Kaiju Preservation Society(39)



I tried to get up, but couldn’t see to look where to run. The creatures were swarming around me now, making it hard to find a place to put my hand to prop myself up. I began to hyperventilate. I was definitely going to be dying now.

Someone reached down and yanked me up off the jungle floor, and started grabbing the creatures off of me and hurling them away. It was Tagaq, obviously.

“Hold still,” she said, snatching the creatures and hurling them away as if they were nothing. Most of the creatures ran off at this point; a few tried a second attack, launching at me. Tagaq kicked away most of them and caught one mid-leap, punching it in the air, which I would have thought very cool, were I not presently wetting myself, and had she not been the one who had put me out there to be attacked in the first place.

In a few minutes, we were all alone, standing on the jungle floor.

“You are fine,” Tagaq said to me.

I screamed at her.

“You are fine,” she repeated. She poked my suit. “Quilted carbon fiber. They would have poked at it for years and never gotten through it.”

“You could have told me that!”

“I could have,” she agreed. “But I needed you to feel this in your heart. What you’re feeling now.”

I was about to yell at her again, but stopped. “Okay, one, fuck you,” I said. “This is a super-shitty way to do this.” Tagaq said nothing to this, waiting. “Two, fuck you, you’re right, I get it now.”

“Good,” Tagaq said. “Because here is another thing. The tree crabs that attacked you just now are the least dangerous things you’re going to find here on the jungle floor. Much worse will be things that feed on the tree crabs, of which there are many. Much worse than them are the things that feed on them. And worst of all are the kaiju parasites.”

“Not the kaiju?”

Tagaq shook her head. “We are beneath their consideration. Their parasites, however, are very interested in us.”

I started to ask something and stopped. I looked at Tagaq and looked around. “Why aren’t we being attacked?”

Tagaq pulled something out of the pocket of her jumpsuit and showed it to me. “Ultrasonic,” she said. “The tree crabs hate it.”

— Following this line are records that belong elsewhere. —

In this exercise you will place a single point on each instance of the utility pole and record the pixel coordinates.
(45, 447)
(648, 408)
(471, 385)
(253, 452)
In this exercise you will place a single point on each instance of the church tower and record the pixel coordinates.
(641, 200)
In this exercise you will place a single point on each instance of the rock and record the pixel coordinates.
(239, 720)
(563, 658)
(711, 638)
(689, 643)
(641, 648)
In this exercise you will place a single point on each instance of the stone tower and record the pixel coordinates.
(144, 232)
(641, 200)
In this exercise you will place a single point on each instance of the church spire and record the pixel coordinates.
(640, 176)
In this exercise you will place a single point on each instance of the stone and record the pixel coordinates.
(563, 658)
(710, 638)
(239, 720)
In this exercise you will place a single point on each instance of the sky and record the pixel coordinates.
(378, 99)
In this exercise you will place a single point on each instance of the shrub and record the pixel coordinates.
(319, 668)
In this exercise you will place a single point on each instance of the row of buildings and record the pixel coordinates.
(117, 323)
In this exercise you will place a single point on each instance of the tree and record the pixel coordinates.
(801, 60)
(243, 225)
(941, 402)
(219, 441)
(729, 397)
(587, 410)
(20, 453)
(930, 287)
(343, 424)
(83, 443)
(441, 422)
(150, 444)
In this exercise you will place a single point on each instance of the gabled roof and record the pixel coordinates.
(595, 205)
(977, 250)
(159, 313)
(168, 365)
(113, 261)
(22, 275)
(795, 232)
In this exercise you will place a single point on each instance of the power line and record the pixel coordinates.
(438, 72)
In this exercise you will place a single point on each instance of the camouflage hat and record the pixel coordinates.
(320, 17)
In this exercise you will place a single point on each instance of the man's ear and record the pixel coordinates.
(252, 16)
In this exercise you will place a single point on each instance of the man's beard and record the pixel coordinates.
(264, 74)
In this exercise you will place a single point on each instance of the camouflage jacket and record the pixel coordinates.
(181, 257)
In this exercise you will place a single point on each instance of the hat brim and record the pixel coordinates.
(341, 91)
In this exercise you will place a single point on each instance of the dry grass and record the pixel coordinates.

“And the things that eat the tree crabs? And the things that eat them?”

“We have other things for them. I’ll show you.” Tagaq looked around. “I know you’ve been told to chaperone tourists. They always want to see the jungle up close. They want to feel they’ve seen the true world here. If we showed them the true world here, they would all be dead. And do you know why?”

“Because they don’t feel it in their hearts,” I said.

“And we don’t have the time to make them feel it.” Tagaq motioned to where we are. “So, we bring them here, to this spot, and we lie to them that this is the true face of this world. They should be glad we do it, and that we make them believe it.” She pointed to me. “But don’t you believe it. Ever. Because you’ll walk other places in this world. And it will take you before you can scream. Understand?”

“Yes,” I said, meaning it.

“How are you?”

“Honestly? I’m pretty sure I pissed myself.”

Tagaq nodded. “Let’s go back and get you out of this and changed, and we’ll start again.” We started walking back to the elevator.

“Did you do this?” I asked her as we walked. “The first time you were on the jungle floor.”

“I did.”

“How did you do?”

She looked at me. “I shit myself running.”

“That … makes me feel better.”

She grunted. “It’s the ones who don’t you have to worry about.”





CHAPTER

14




“Exciting day in maternal kaiju observation,” Aparna said to the group as she entered the cottage after her shift in the lab. She was the last of us to be done with her work for the day; we were waiting on her to go to dinner.

“So exciting you’re making us late for food?” I asked. I was on my second day of ground training with Riddu Tagaq, so I was very ready to eat.

“You tell me.” Aparna opened up her laptop, which had been in sleep mode; it woke up and displayed the last thing that had been on her screen, which was a picture of Bella from on high, care of the aerostat stationed above her. We all peered at the photo.

“Bella shit herself,” Niamh said, after a second.

“She did not,” Aparna replied, annoyed.

“Are you sure?” I asked. “Because Niamh is not wrong. That looks like shit to me.”

“Bird shit specifically,” Kahurangi said. “Like the most mighty seagull shit that has ever been taken.”

“‘The Mighty Seagull Shits’ is a good band name,” I observed.

“It is not,” Aparna said. “And it’s not shit. Bella just laid her eggs.”

“By shitting herself,” Niamh said. “Not how I would do it, but okay.”

Aparna made an exasperated noise. “It’s not shit, okay? It’s kaiju natal jelly. It’s a nutrient-dense medium for her fertilized eggs, and it’s fascinating.” She pointed to the spatter that was allegedly not the largest seagull dump ever taken. “That jelly contains everything the embryos developing in it need to survive their development inside their ovum. There’s a transfer of nutrients and waste. It’s almost placental. But that’s not all it does.”